Der alte deutsche Kriegsfilm hatte gleichsam eine existentielle Grundlage dafür geschaffen, dass die Soldaten die Höllenkreise des Krieges durchlaufen mussten, wobei die einen immer mehr Schuld auf sich luden, die anderen aber bei allem Zwang Charakter und Menschlichkeit bewahrten. Das oft kritisierte »Holzschnitthafte« dieses Genres war durchaus Teil seiner Ikonographie, in der »die Nazis« immer seltsame Fremde und böse Karrieristen blieben. Die veränderte Typologie spiegelte sich auch in der neuen Riege der Darsteller (und umgekehrt). Elemente des »dekadenten« Films spiegeln sich in der Eingangssequenz von der großen Alkoholorgie in La Rochelle, mit einem denkwürdigen Subtext: Zuerst spritzt der eine mit dem Syphon der französischen Sängerin zwischen die Beine, dann schießt der andere seine Pistole auf Frauenbilder an der Wand in Brüste und Geschlecht. Es wird gepisst und gekotzt. Höllisches setzt sich fort in der Werftanlage. Das U-Boot, ganz anders als das schlanke, elegante Schwert, das in der neuen Serie den Ozean quert, ist ein zäher, dem Un­tergang geweihter Phallus. »Das Boot« ist nicht nur ein Film fast ohne Frauen, es ist ein Film der inneren und äußeren Ferne von ihnen.

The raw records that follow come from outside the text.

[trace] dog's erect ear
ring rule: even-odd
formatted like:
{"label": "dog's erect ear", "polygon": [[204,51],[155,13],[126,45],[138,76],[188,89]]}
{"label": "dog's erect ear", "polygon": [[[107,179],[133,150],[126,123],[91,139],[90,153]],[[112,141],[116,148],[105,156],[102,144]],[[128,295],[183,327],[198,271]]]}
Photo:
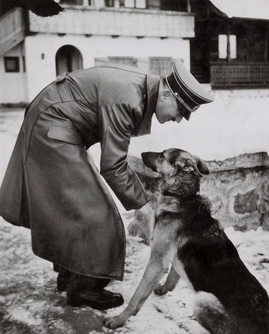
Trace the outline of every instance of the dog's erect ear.
{"label": "dog's erect ear", "polygon": [[205,162],[198,157],[194,156],[194,158],[197,164],[197,167],[199,171],[202,174],[208,175],[209,174],[209,170]]}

Dann wird die Welt im Inneren des Bootes gezeigt, wozu die Figur des Berichterstatters dient, der durch die einzelnen Räume geführt wird, so dass auch der Zuschauer eine Topographie des Ortes erhält. Von einer lost company, deren Anführer, der sogenannte Kaleu (kurz für Kapitänleutnant) offen und zum Missfallen des obligatorischen Supernazis an Bord die militärische und politische Führung kritisiert: »Maulhelden«. Und man singt »It’s a Long Way to Tipperary«.

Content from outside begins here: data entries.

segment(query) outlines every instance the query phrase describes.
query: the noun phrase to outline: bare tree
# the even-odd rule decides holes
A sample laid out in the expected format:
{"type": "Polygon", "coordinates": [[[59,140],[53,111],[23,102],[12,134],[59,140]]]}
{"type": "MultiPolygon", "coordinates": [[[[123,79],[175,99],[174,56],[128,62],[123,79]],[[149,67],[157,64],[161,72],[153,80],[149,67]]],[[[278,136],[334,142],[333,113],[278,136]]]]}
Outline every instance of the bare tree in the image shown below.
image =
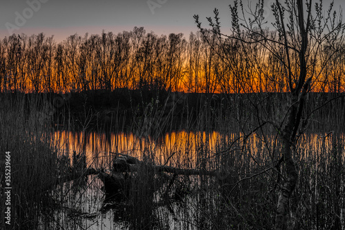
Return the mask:
{"type": "MultiPolygon", "coordinates": [[[[339,52],[336,41],[340,43],[344,41],[345,25],[342,14],[338,16],[333,12],[333,3],[331,3],[324,14],[322,1],[313,5],[312,0],[306,2],[302,0],[287,1],[284,4],[276,0],[272,6],[272,10],[275,17],[273,25],[277,33],[273,36],[263,28],[266,23],[263,0],[259,0],[253,9],[249,8],[248,10],[244,9],[241,1],[234,1],[233,6],[230,6],[233,19],[231,35],[221,33],[217,10],[215,10],[215,19],[208,18],[212,31],[219,37],[224,36],[239,41],[244,49],[244,55],[252,51],[252,45],[248,45],[259,44],[267,49],[270,56],[275,57],[281,65],[279,74],[283,76],[282,81],[286,83],[290,104],[283,120],[275,125],[278,127],[284,146],[282,160],[285,163],[286,174],[277,201],[277,229],[286,229],[288,201],[298,179],[299,172],[293,160],[293,149],[297,139],[297,131],[300,128],[306,95],[319,79],[331,58],[339,52]],[[326,41],[334,49],[328,55],[328,58],[322,59],[326,41]]],[[[199,17],[196,15],[195,19],[198,28],[204,32],[205,30],[201,26],[199,17]]],[[[254,65],[250,59],[242,61],[254,65]]],[[[248,90],[246,87],[244,89],[248,90]]]]}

Die Filmkritikerin Ponkie (eigentlich Ilse Kümpfel-Schliekmann) hat damals (nachdem Technik und Darstellung hinreichend gewürdigt waren), die Dramaturgie des Films so beschrieben: »Knall – Brüllpanik – noch mal davon gekommen – Knall – Brüllpanik – noch mal davon gekommen – Knall – Brüllpanik – nicht mehr davon gekommen.« Was dazwischen liegt, ist in der Tat kaum der Rede wert, ein Pflichtprogramm mit Heimatrückbindung und fiesdoofen Nazis, so dass »Das Boot« weniger ein Kriegsfilm als ein im Krieg spielender Katastrophenfilm ist. Aber natürlich war die Kinoerfahrung des Films nicht auf Technik und Dramaturgie allein abgestellt, vielmehr ging es tatsächlich um die bizarre Raumerfahrung: Angespannte Männer auf engstem Raum. Richtig gemein wird der Film ja nur in einer Szene, nämlich als der Kaleu befiehlt, den Ort einer fachgerechten Versenkung zu verlassen, weil man die Überlebenden des Schiffes nicht aufnehmen kann. Wie wenig diese Schuld aber doch der Figur und dem Film im Fortgang anzumerken ist!